The federal engineer charged with reviewing the Interior Department’s report on the Gold King Mine spill said he had misgivings about it but felt under pressure to sign off, according to emails released this week.
“I’m not happy with the report,” said Richard Olsen, senior geotechnical engineer with the U.S. Army Corps of Engineers (USACE), in an Oct. 14 email released by the House Committee on Natural Resources.
The emails, obtained by the committee as part of its investigation into the Aug. 5 spill caused by an Environmental Protection Agency-led crew, show that Mr. Olsen was troubled by what he called the “limited scope” of the technical evaluation released Oct. 22 by the Interior’s Bureau of Reclamation.
“I don’t really want to sign off on the report (which they want),” said Mr. Olsen, the report’s peer reviewer.
He said the report “in concept is an independent investigation of a failure,” but that it “reads like an internal investigation of a failure.”
Mr. Olsen also implied that the department may have been too close to the EPA to conduct a truly independent probe, saying, “The issue is that they work a lot with EPA on mining issues.”

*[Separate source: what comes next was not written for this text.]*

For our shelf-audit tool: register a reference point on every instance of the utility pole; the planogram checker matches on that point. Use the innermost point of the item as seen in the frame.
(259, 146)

The email, part of a chain of communications generated by Mr. Olsen and other officials from Aug. 20 to Oct. 14, was obtained under a Feb. 17 subpoena issued by the committee to Interior Secretary Sally Jewell.
Mr. Olsen ultimately signed off on the report, but only after Interior officials agreed to place his objections in the executive summary.
The report said that he had “serious reservations” about the scope of the review, including questions over why there was an “urgency to start digging” even though a previous EPA coordinator had raised red flags.
In another Oct. 14 email, Mr. Olsen said he could not agree with the statement, “The results, findings, and recommendations provided in this Technical Evaluation of the Gold King Mine Incident are technically sound and consistent with current professional practice.”
Said Mr. Olsen, “My single simple answer is no. This will place me on a slipper[y] path, but it’s good for USACE because we must act and perform as the government experts.”
The technical evaluation concluded that the 3 million-gallon spill could have been avoided had the crew checked the water level before digging out debris plugging the inactive mine near Silverton, Colorado.
While Mr. Olsen said he agreed with the report’s explanation of the “reason for the failure,” he added that, “the discussions and involvement of people a month before and up to the day of the failure does not read good.”
Republicans on the House Committee on Natural Resources have accused the Obama administration of failing to hold accountable those responsible for the spill, which sent toxic wastewater down the Animas and San Juan rivers and into three states.
Chairman Rob Bishop has also referred to a “pattern of deception on the part of the EPA and DOI,” while administration officials insist they have cooperated with the committee’s investigation.
“We have been responsive to the Committee’s requests on this issue since August by providing Secretarial testimony, Committee staff briefings and thousands of pages of documents,” said the Interior Department in a Feb. 17 statement. “Interior is willing to continue to work to accommodate the Committee’s oversight interest but given our level of cooperation to date, we believe that a subpoena is premature.”